Gambling in Minnesota

The survey also sought to ascertain gambling behavior on a state-by-state focus. Here are some highlights from Minnesota survey responses (Results were collected prior to COVID.)

  • Minnesotans like to gamble
    • 78% of Minnesota adults reported making a bet in the past year.
  • Minnesotans bet on many things
    • The average Minnesota gambler bet on four activities in the year before the survey. One in four wagered on seven or more.
  • The lottery is the most popular form of gambling in Minnesota.
    • 66% of Minnesota adults reported a past year lottery purchase.
    • Minnesota is among the states where residents are most likely to play bingo or buy a pull-tab.
  • Sports betting is relatively uncommon.
    • 19% of Minnesotans reported betting on a sports event.
  • Most gamble for fun
    • 81% of past year gamblers believe that gambling is not a good way to make money.
  • Many Minnesotans misunderstand problem gambling
    • 77% believe that a lack of willpower is a cause of problem gambling.

Public Policy Implications

There are numerous implications that can drawn from the national and state data provided by the survey. One clear implication is the limitations of policies based on prohibition. “When creating public policy, we need to take into account the possibility that prohibition may simply result in gamblers going to illegal or offshore operations that have minimal, if any, regulation,” says Susan Sheridan Tucker, executive director of Northstar Problem Gambling Alliance, Minnesota’s affiliate to the NCPG.

Another possible conclusion from the survey is that sports betting appears to become a higher risk of problematic play than most other forms of gambling, though it’s not clear whether this is driven by the widespread availability of illegal, unregulated play. “It’s apparent that legal, regulated sports betting must include extensive and effective responsible play and addiction prevention measure,” said Sheridan Tucker.
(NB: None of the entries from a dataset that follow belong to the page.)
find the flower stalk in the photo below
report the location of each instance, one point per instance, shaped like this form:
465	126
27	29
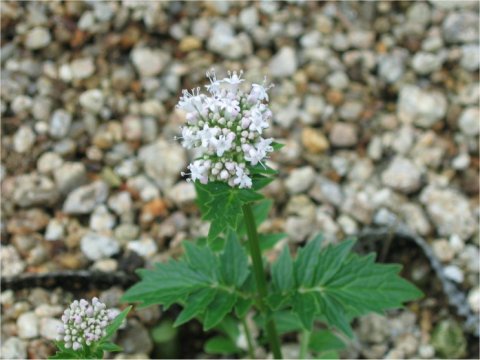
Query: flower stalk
261	282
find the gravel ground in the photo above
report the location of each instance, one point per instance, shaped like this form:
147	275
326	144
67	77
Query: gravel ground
376	102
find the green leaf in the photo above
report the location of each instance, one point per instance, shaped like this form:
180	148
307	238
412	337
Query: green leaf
221	305
242	306
196	304
305	306
110	347
325	340
202	259
339	285
282	272
307	260
220	345
234	262
116	323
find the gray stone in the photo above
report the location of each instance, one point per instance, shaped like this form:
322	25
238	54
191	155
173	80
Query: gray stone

Some additional implications from the survey include:

  • The rapid expansion of sports betting combined with the risks associated with this activity require that its impact be carefully monitored.
  • The level of risky behavior among fantasy sports players is at least as high as that associated with traditional sports betting.
  • Young adults are at greater risk of problematic play than any other demographic segment.
  • There is no evidence that the risks of problematic gambling are affected by socio-economic status or by racial or ethnic background.
  • State lotteries have a critical role to play in problem gambling awareness and prevention.
  • For virtually every gambling activity, those reporting frequent play are considerably less likely to practice positive play than those playing less frequently.
  • While the data from this survey point to factors that are associated with problematic play (age, type of betting and, to a lesser extent, gender), we are far from understanding causal relationships.
  • Gambling disorders continue to be highly misunderstood and stigmatized.

This study, the first national survey of gambling in twenty years, points the way toward protecting public health and devising effective strategies to prevent gambling problems and improve the lives of those affected by it. As the United States undergoes the most massive expansion of legalized gambling in its history, it is critically important that governments, the gambling and gaming industry, and nongovernmental service providers come together to enact policies that maximize the benefits to society of legalized gambling while mitigating its potential harms. Future surveys will show the degree to which these goals have been accomplished.